There is a strong association between abnormal fetal heart rate and labor-related deaths. Therefore, optimal fetal heart rate monitoring can help health care workers identify babies at risk and take appropriate actions to save lives.
Difficult in congested maternity wards
Traditionally, health workers in low-resource countries have used a Pinard stethoscope to auscultate fetal heart rate. This is the most used tool but can be difficult in congested maternity wards with a high patient/health worker ratio compromising quality of care provision.

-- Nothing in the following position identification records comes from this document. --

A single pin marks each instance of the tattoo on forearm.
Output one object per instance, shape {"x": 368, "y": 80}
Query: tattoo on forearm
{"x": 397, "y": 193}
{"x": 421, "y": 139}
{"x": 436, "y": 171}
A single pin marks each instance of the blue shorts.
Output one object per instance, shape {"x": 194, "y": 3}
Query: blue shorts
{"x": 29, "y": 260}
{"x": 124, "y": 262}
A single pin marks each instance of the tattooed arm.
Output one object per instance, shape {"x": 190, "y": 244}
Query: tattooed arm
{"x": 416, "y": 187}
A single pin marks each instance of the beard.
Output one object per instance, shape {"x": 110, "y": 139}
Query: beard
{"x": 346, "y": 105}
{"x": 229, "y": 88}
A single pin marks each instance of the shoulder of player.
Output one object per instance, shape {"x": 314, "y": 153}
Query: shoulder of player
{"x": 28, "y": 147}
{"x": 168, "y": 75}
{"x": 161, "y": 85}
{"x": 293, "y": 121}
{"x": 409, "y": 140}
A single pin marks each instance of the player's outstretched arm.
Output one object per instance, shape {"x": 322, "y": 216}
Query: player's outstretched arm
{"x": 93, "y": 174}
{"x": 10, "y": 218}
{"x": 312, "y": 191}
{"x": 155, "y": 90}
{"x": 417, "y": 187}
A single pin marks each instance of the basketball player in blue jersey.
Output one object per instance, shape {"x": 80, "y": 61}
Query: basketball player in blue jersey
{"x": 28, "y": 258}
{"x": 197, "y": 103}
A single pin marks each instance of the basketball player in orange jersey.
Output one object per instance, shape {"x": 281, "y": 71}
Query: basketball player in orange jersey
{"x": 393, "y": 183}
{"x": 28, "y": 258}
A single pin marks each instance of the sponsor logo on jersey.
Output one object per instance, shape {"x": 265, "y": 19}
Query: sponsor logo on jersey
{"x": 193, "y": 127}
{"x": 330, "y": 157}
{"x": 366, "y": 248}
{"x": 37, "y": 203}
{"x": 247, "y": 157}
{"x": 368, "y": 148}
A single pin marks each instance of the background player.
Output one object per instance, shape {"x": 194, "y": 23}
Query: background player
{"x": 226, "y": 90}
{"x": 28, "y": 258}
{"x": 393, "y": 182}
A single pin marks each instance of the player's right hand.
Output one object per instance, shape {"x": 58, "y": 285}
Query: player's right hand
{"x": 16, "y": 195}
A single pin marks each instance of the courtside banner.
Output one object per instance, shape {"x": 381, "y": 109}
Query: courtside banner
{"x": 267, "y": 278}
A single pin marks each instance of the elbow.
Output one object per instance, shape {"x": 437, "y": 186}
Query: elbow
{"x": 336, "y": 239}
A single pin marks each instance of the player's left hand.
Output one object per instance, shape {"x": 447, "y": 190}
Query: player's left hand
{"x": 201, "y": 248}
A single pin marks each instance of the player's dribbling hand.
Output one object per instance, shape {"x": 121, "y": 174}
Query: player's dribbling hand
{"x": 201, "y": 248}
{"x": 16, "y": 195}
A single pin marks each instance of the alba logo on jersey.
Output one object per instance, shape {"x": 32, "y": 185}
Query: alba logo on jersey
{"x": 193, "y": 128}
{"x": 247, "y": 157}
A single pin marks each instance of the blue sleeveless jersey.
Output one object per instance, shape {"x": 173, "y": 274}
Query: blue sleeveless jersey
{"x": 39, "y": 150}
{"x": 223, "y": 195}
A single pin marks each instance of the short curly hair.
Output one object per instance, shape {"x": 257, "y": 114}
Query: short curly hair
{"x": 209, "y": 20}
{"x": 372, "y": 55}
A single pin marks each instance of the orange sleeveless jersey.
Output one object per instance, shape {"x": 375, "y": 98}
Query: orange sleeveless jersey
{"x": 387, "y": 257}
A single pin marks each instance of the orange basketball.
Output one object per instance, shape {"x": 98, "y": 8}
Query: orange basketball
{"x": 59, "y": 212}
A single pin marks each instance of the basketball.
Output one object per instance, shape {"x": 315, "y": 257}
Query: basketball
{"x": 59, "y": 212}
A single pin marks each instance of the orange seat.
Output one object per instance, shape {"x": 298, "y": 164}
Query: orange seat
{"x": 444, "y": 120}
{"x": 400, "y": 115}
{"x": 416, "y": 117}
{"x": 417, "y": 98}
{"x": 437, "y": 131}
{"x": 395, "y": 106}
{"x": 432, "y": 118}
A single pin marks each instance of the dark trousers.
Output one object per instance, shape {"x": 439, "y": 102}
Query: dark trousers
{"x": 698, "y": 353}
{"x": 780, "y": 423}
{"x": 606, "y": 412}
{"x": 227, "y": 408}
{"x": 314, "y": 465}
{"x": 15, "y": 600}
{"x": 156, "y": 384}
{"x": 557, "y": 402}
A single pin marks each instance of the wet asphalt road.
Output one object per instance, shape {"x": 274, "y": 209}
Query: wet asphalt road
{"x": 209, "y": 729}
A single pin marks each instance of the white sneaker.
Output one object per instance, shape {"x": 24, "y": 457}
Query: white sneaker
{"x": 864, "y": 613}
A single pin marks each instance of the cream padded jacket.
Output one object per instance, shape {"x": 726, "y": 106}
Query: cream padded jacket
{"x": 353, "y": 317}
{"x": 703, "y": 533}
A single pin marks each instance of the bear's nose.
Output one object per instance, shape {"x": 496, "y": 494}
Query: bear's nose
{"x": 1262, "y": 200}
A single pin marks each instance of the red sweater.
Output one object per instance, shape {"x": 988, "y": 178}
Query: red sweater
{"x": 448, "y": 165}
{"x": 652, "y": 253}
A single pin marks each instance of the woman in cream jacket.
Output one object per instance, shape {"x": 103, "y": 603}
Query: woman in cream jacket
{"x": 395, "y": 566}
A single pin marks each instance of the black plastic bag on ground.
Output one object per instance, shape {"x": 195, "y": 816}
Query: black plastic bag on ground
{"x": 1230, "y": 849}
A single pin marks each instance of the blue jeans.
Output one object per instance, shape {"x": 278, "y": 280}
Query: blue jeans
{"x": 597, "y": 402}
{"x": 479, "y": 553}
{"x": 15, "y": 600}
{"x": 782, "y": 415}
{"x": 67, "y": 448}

This PhD is part of the Safer Births innovation and research project, and the studies were conducted at Muhimbili National Hospital and Temeke Regional Referral Hospital in Dar es Salaam, Tanzanian. The aim was to compare the effectiveness of different fetal heart rate monitoring devices and the associated improvement in quality of care during labor. Two randomized trials were conducted; first testing Pinard stethoscope against Hand-held Doppler, then hand-held Doppler against Moyo (a new continuous fetal heart rate monitor developed by Laerdal Global Health). Finally, a before/after implementation study of Moyo was undertaken.
More frequent detection of abnormal heart rate
This PhD project shows that the Hand-held Doppler was superior to the Pinard stethoscope, and Moyo was superior to the Hand-held Doppler in the detection of abnormal fetal heart rate. Implementation of Moyo in the referral hospital led to earlier and more frequent detection of abnormal fetal heart rate, associated with improved quality of care during labor. Studies coupled with timely obstetric responses and powered to detect differences in perinatal outcomes are recommended.
Safer Births is an international collaboration led by Stavanger University Hospital/SAFER and Laerdal Global Health. The main funding sources are the Norwegian Research Council, the Laerdal Foundation, and the Saving Lives at Birth Grand Challenge.